Revise the Scorecard to include an accountability indicator: the WBG calls the scorecard a ‘living document’ (see Observer Autumn 2024). As such, the WBG should revise the Scorecard to incorporate an accountability indicator that would take into account the complaints filed to the institution’s IAMs, corporate grievance mechanisms and project-level grievance mechanisms, and would also capture how these grievances and concerns have been addressed. Just having complaints is not necessarily a measure of failure – even with the best due diligence, problems can arise. Success is determined by whether the complaints are effectively addressed and harm is remedied. Further, this approach of incorporating metrics on addressing grievances is in line with emerging practice on community-informed impact measurement and management. If the WBG wants a full picture of its impact – and to avoid greenwashing – it needs to revise the Scorecard urgently.

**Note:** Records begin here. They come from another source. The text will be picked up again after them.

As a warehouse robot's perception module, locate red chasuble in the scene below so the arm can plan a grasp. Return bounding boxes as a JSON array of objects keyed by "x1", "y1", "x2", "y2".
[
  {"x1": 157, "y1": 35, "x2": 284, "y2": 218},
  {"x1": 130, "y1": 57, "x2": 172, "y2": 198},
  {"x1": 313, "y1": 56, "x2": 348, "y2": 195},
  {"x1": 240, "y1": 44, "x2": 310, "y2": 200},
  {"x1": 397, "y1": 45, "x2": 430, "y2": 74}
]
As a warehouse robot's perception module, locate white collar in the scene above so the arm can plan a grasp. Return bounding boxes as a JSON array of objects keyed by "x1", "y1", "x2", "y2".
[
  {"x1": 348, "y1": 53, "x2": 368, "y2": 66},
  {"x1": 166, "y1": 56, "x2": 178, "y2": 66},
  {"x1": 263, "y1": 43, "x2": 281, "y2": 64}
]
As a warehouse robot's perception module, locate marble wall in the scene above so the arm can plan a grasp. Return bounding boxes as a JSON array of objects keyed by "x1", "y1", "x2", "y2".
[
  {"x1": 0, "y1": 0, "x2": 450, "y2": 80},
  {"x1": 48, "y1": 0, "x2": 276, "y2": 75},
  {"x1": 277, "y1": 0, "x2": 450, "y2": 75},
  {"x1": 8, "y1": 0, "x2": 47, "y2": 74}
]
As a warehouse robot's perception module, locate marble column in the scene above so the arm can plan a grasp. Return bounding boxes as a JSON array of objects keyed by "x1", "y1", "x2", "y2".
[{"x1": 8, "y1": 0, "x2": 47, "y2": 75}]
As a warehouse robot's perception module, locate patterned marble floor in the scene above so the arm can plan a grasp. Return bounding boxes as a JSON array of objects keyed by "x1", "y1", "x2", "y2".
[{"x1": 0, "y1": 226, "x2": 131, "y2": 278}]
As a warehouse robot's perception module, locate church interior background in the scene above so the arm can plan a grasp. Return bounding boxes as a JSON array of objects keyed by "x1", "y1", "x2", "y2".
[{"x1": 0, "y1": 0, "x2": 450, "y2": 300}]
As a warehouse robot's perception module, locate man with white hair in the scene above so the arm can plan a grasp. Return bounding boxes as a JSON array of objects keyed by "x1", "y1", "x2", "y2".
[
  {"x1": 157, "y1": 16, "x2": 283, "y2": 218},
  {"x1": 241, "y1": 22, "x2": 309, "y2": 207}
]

In adding this indicator, the WBG should consult with its IAMs on the indicator’s development. Troublingly, there are reports that the institution’s IAMs were not even consulted in the drafting of the Scorecard.

Finalise a robust remedial action framework: decades of experience have shown that having strong IAMs is not enough. There must also be a strong institutional commitment to remedy. The still-pending IFC remedial action framework should be revised to incorporate a meaningful commitment from the IFC to contribute to remedy and should be published as soon as possible. This will help guide the institution to ensure that it can successfully remedy harms before they undermine sustainable development. Similarly, the public sector side of the WBG should start conversations – in consultation with civil society and project affected communities – on developing a remedial action framework.

Revise the proposed full mutual reliance framework: the Bank and the ADB should revise the proposed Full Mutual Reliance Framework to ensure that communities have access to both institutions’ IAMs and that each institution plays a constructive role in facilitating remedy.

Without taking these key steps, the WBG risks undermining its own stated mission and causing harm to people and the planet. These actions are also crucial as the IFC embarks on a reform process in 2025 of the Performance Standards, which outline the environmental and social requirements that projects must adhere to. The review should include an in-depth examination of the instances where the Performance Standards were not properly implemented, and the WBG can get a head start on that examination by better incorporating accountability in its impact measurement.

 

Stephanie Amoako is the Policy Director at Accountability Counsel, a non-governmental organisation that supports communities to use independent accountability mechanisms and engages in research and policy advocacy to strengthen the accountability landscape. She holds degrees from Columbia Law School, Columbia School of International and Public Affairs, the University of Amsterdam, and Duke University. She has extensive human rights experience around the world, including in Brazil and the Maldives.